Lots of smaller commodity machines together with smart software can boost the reliability of enterprises' business-critical systems, according to search giant Google.

In a rare insight into the inner-workings of the world's most popular search engineer, Google principal engineer Rob Pike said the problem is not so much the implementation of algorithms, rather that "everything breaks", and on the scale of Google "a lot will break every day".

"If you have 1000 computers in your cluster you can expect one to die every day [and] ours are not that good [so] stuff happens all the time," Pike said.

"The Internet is so big you are going to expect to see failure; the software has to be robust so you can afford to by stuff more often. You can buy tons of cheap crap [and] it's crappier than you might think."

Speaking in Sydney at an Australian Service for Knowledge of Open Source Software (ASK-OSS), a Department of Education, Science and Training-funded initiative to advise about open source software, Pike expressed doubts about the reliability of "expensive" hardware and software, saying commodity hardware with open source will yield a more powerful solution.

"Google is not a computer somewhere, it's a lot of computers running proprietary and open source software," he said.

"You get reliability by using replication and redundancy [so] for every machine you have multiple cross connections. The idea is if you have multiple failures you have enough replication."

Google's network has multiple levels of redundancy, including between servers, racks, and whole data centers. This redundancy is not random as Google's software knows about infrastructure. The company's PageRank algorithm determines which systems have the most relevance. The PageRank is then sliced up into a bunch of pieces, dubbed Shards, which can be copied to a range of different machines.

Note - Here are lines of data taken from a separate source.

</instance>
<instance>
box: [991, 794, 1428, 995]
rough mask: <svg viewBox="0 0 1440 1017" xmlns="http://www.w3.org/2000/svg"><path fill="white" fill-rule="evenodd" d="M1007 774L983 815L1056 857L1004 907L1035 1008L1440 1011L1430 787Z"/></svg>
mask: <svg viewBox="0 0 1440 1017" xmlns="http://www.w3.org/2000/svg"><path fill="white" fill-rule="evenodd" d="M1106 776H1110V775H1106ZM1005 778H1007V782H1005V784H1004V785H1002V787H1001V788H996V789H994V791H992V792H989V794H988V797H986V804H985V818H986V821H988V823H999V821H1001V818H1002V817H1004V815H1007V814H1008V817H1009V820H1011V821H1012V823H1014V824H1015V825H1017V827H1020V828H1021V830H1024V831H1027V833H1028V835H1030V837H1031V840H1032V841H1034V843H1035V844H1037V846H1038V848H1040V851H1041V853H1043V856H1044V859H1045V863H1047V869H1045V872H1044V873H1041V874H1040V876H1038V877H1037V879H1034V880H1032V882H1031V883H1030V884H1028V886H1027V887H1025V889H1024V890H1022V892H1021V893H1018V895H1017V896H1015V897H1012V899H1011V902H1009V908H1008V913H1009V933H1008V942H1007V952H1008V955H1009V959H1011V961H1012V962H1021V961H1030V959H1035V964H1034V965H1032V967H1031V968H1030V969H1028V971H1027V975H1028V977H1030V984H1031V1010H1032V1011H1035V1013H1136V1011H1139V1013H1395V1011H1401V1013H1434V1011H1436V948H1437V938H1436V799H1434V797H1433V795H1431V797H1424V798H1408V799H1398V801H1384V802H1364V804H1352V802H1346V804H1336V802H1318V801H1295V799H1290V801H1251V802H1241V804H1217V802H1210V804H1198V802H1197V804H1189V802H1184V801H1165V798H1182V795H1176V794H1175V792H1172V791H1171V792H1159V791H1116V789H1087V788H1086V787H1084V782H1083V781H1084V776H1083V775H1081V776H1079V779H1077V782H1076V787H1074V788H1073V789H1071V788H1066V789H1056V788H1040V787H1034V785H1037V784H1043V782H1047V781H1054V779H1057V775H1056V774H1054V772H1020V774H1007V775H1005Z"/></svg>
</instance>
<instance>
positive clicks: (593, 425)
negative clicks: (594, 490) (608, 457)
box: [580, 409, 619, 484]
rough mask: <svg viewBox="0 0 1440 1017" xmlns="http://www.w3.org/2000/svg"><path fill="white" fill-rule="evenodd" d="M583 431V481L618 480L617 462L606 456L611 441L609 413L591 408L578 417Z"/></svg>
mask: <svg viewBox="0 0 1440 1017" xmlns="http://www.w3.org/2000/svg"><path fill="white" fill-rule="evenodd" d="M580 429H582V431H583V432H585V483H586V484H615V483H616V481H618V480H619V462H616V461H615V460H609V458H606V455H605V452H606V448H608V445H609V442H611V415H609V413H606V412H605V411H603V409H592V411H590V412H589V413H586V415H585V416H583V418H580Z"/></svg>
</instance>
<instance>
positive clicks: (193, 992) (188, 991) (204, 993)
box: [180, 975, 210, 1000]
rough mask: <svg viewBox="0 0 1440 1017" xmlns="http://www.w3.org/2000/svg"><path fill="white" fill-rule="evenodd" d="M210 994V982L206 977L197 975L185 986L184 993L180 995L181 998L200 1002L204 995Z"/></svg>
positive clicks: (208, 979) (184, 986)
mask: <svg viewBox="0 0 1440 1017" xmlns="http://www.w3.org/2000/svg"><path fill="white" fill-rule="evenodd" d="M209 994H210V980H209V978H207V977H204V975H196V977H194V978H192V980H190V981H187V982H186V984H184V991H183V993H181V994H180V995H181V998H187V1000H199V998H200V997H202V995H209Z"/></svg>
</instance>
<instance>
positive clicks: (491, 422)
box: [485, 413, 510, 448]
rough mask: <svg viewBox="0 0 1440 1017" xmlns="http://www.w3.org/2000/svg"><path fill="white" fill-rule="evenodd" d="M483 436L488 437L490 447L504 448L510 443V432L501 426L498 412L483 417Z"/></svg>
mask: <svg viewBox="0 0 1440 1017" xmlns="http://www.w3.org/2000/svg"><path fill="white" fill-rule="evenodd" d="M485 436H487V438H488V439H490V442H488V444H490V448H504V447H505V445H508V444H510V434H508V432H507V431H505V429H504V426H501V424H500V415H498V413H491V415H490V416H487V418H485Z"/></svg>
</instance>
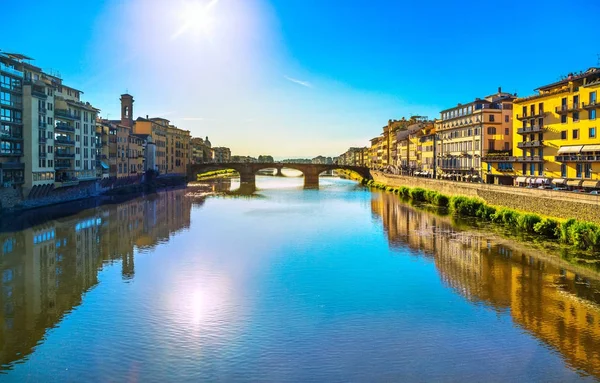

The Web search index and Web documents have the same structure and are stitched together with replication. Miscellaneous services, like spell checking and ad serving, run in parallel.

"More than 1000 machines will process some part of [a person's] query and a lot are just there for redundancy," Pike said, adding the Google File System (GFS) is another service.

"We want to scale as we have to serve millions of users [and] replication is how you scale," he said.

"If we had one data center serving the whole world there wouldn't be enough capacity. This distributed nature works well."

Google is tight-lipped about the exact number of servers it is running, but with the last count some years ago being 10,000, there's speculation now that the number could be hundreds of thousands.

However, Pike did say that nowadays Google's servers are custom-designed and run Red Hat Linux with a modified kernel.

"Failures happen no matter what you do, but if you plan for it you can survive," he said.

Pike reminisced about one such failure when a rack of GFS servers with about 50 machines and 10TB of disk and human error accidentally caused the whole rack to reset, wiping the disks clean.

But with all the reliability features coded into Google's software, the only reason the engineers knew it ever happened was when the cluster got slower and network traffic in the "cell" spiked as the system was balancing itself back to its original state.

Pike said he doesn't believe Google could have achieved this level of reliability with Windows.

"It was a good decision [to choose Linux] because it made it so flexible in the way you can do it," he said.

"We administer a massive cluster with remarkably few people. It would have been too hard to do what we did without open source."

Pike then jokingly said if Microsoft's claims about the number of Windows administrators required per server were true compared to Linux, "Google would be a much bigger company".